项目摘要/摘要。金衍生的抗癌化合物是有前途的治疗剂 疾病应用，包括癌症。三阴性乳腺癌（TNBC）是一种侵袭性临床亚型 缺乏有效治疗的乳腺癌。大约 66% 的乳腺癌死亡与 TNBC 相关， 因此，迫切需要务实的治疗方案。我们的研究计划旨在利用独特的空间 金基 [Au(I) 和 Au(III)] 配合物的性质和化学反应性作为新目标的基础 消除 TNBC 的治疗方案。我们开发了具有不同支架的金化合物库 TNBC 细胞中独特的作用模式，包括调节线粒体生物发生和形态。这 化合物在纳摩尔范围内表现出高效能，对癌细胞的选择性是正常细胞的 30 倍以上 细胞。使用 NCI-60 筛选的比较分析证实了先导化合物 AuPhos 对 乳腺癌小组，包括 TNBC。 BALB/c 小鼠的初步最大耐受剂量研究表明 不同类别的金化合物在动物中具有良好的耐受性。此外，AuPhos 发挥着深远的作用 在转移性 4T1 TNBC 小鼠模型中具有抗肿瘤作用并预防肝转移。作用机制 研究表明，金化合物针对不同的线粒体过程，包括线粒体 生物发生或形态。
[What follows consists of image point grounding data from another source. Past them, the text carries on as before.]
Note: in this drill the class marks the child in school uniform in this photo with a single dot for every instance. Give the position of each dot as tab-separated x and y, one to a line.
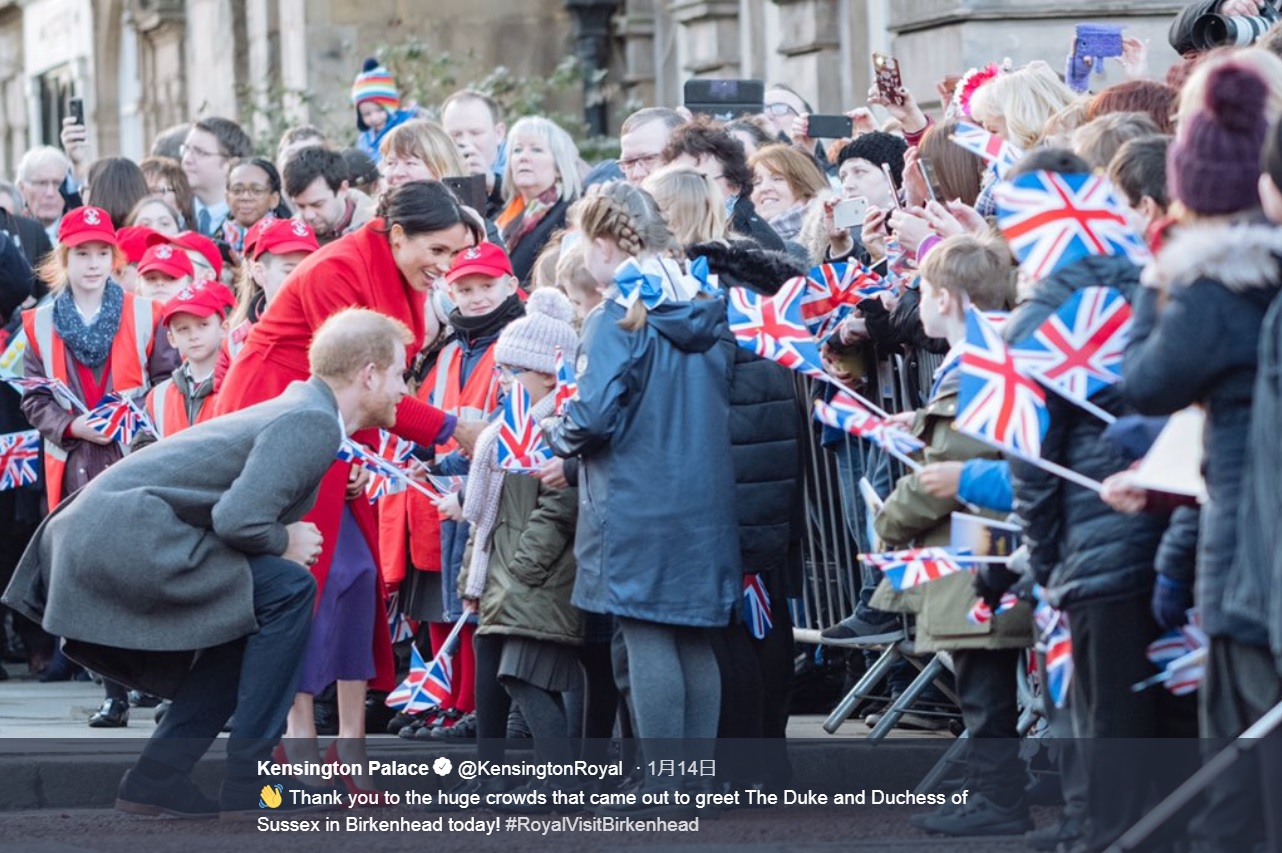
422	544
963	271
95	339
519	567
195	323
我们假设金支架的合成修饰将使 开发一套针对不同线粒体部位和生物的金基药物 消除 TNBC 的目标。我们将通过以下目标来检验该项目中的假设： 目标 1) 优化 化学和功能多样化的金抗癌剂；目标 2) 描绘金基机制 线粒体功能的调节；目标 3) 确定优化金化合物的治疗指数 在 TNBC 小鼠模型中。该项目的成果将 1) 提供具有特异性的新型金基化合物 促进线粒体功能消除 TNBC； 2）描述了已开发的TNBC抑制机制 金基化合物； 3) 确定黄金抗癌药物的体内功效和药效学。 至关重要的是，所产生的化合物将为 TNBC 的靶向治疗提供动力，这是一个尚未满足的目标 需要。